In Barcelona, the Swiss-German self-styled space expert cocked a haughty eyebrow at his interviewer, a world-weary overweight Catalan who thought of himself as an investigative reporter. Since the interviewer spoke no German and the interviewee spoke no Spanish, they conducted their show in English. Subtitles on the screen translated instantly, of course.
“Then it is your belief that the Martian village—”
“Is bogus,” said the expert flatly.
“You mean it is all a lie?”
“Yes, a lie conducted by the American NASA.”
“But why would they lie about this?”
“To get popular support for their space explorations, of course.”
The interviewer considered this for a fraction of a second, then asked, “Yet I was under the impression that the expedition to Mars was funded by private sources, not by the NASA.”
The expert dismissed that idea with a snort. “That’s what they want us to believe. The U.S. government is behind it all.”
“But how can they fake a building on Mars?
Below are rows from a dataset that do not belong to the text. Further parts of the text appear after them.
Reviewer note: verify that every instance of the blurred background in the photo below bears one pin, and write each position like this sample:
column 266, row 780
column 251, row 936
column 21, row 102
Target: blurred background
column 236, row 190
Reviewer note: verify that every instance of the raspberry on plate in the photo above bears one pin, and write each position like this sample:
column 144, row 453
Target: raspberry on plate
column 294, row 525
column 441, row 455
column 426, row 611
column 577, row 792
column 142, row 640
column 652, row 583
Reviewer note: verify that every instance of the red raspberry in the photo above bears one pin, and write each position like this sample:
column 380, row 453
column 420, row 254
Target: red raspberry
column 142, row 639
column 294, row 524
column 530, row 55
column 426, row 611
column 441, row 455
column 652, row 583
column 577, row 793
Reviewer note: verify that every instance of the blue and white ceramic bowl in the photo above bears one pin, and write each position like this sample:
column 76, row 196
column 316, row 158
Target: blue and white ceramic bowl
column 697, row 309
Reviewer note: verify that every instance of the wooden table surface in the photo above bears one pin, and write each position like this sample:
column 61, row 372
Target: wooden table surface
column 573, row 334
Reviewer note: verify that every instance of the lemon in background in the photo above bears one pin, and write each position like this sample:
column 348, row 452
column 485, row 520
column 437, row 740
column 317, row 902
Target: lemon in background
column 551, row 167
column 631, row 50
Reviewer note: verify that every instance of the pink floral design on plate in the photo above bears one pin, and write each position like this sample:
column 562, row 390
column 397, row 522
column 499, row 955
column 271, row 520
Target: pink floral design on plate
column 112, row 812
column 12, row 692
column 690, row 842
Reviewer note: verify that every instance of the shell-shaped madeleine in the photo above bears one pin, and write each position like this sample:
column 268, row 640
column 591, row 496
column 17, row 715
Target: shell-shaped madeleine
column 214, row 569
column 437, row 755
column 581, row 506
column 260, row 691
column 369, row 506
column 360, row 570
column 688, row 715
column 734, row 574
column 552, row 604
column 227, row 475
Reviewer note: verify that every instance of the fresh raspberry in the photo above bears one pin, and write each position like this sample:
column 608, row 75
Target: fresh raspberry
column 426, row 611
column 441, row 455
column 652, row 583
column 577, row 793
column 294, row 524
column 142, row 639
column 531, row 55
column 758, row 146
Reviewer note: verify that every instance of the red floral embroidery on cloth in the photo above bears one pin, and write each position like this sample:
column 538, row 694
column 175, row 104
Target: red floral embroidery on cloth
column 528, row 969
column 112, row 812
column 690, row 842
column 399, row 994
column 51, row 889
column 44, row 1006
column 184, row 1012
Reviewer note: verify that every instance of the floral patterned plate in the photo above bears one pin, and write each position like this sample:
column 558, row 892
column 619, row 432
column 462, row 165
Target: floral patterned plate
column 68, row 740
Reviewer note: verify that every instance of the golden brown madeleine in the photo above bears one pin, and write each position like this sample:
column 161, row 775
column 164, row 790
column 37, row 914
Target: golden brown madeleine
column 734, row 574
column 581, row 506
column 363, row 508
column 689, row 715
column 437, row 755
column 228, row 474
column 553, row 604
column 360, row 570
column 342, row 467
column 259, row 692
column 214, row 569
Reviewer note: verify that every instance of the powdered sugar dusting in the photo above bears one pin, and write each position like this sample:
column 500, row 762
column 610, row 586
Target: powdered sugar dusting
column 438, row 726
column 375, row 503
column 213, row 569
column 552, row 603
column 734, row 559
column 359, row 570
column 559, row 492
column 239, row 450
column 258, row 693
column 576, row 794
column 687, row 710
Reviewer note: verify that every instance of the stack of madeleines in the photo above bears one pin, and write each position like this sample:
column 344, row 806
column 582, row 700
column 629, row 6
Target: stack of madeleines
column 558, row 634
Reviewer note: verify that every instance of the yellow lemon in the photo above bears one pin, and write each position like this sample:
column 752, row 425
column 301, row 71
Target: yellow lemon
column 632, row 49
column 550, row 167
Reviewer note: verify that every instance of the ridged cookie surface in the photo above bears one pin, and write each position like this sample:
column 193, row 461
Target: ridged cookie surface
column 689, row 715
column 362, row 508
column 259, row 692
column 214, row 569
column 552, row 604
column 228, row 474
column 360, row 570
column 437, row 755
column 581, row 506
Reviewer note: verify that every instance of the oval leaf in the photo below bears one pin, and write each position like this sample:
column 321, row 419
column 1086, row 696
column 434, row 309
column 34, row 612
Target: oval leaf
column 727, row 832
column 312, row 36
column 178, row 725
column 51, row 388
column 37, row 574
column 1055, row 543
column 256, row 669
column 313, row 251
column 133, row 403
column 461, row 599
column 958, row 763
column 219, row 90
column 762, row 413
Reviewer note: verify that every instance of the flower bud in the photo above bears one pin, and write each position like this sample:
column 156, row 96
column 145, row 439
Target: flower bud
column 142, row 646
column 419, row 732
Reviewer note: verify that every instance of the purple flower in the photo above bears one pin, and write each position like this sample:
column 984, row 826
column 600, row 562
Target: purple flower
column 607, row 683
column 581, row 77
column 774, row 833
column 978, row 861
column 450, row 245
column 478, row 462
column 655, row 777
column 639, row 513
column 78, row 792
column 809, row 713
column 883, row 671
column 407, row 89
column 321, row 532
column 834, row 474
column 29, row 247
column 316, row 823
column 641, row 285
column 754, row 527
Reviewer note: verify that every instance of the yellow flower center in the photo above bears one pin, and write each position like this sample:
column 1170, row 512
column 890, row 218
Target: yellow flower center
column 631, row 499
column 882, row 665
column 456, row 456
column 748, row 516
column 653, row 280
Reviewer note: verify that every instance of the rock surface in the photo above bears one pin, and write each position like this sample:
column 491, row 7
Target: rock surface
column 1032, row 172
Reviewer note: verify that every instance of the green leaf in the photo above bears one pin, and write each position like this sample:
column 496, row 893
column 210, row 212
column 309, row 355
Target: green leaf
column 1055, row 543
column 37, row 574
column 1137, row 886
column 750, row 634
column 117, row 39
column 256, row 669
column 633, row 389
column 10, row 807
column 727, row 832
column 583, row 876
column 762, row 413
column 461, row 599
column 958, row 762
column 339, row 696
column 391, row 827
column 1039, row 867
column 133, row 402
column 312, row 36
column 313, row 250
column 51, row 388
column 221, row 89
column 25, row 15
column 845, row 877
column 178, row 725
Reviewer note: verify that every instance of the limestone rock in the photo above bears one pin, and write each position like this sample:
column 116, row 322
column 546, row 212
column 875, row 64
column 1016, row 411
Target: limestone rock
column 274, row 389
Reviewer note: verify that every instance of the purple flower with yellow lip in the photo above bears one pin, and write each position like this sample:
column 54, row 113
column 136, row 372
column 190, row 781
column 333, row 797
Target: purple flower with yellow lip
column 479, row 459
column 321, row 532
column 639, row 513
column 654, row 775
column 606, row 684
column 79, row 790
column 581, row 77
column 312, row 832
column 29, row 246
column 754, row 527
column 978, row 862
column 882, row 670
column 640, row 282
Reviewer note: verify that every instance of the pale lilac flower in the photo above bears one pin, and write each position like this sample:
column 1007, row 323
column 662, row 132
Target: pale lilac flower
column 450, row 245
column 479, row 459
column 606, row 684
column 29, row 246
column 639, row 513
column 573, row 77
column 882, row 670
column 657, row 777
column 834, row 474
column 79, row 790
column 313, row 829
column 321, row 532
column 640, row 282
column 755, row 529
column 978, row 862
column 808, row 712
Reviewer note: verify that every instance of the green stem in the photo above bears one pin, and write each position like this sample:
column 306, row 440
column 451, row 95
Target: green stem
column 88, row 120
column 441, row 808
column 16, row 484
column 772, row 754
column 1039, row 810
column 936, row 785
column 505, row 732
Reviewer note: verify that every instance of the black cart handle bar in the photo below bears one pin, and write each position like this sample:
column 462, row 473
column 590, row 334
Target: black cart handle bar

Are you saying that the explorers built it themselves? After all, there are only eight of them on Mars.”
“And what makes you think that this fake village is on Mars? They built it in Arizona or Texas or someplace like that.”
“Trulv?”
“Of course.”
“I want to stress,” said the professor to the Tonight Show host, “that we don’t know anything at all about how the Martians looked.”
Behind him were lurid paintings of “space aliens.”
“Nothing at all?” the host asked, smirking.
“Nothing. They might have had a dozen legs or none. We just don’t know.”
“So they probably didn’t look like this guy, then.” The host pointed to an ethereal image with doelike eyes.
“Nope,” the professor answered. “Nor like that one either.” He jabbed a thumb toward a slimy tentacled monster from The War of the Worlds.
The host sighed mightily. “Probably they look like my mother-in-law.”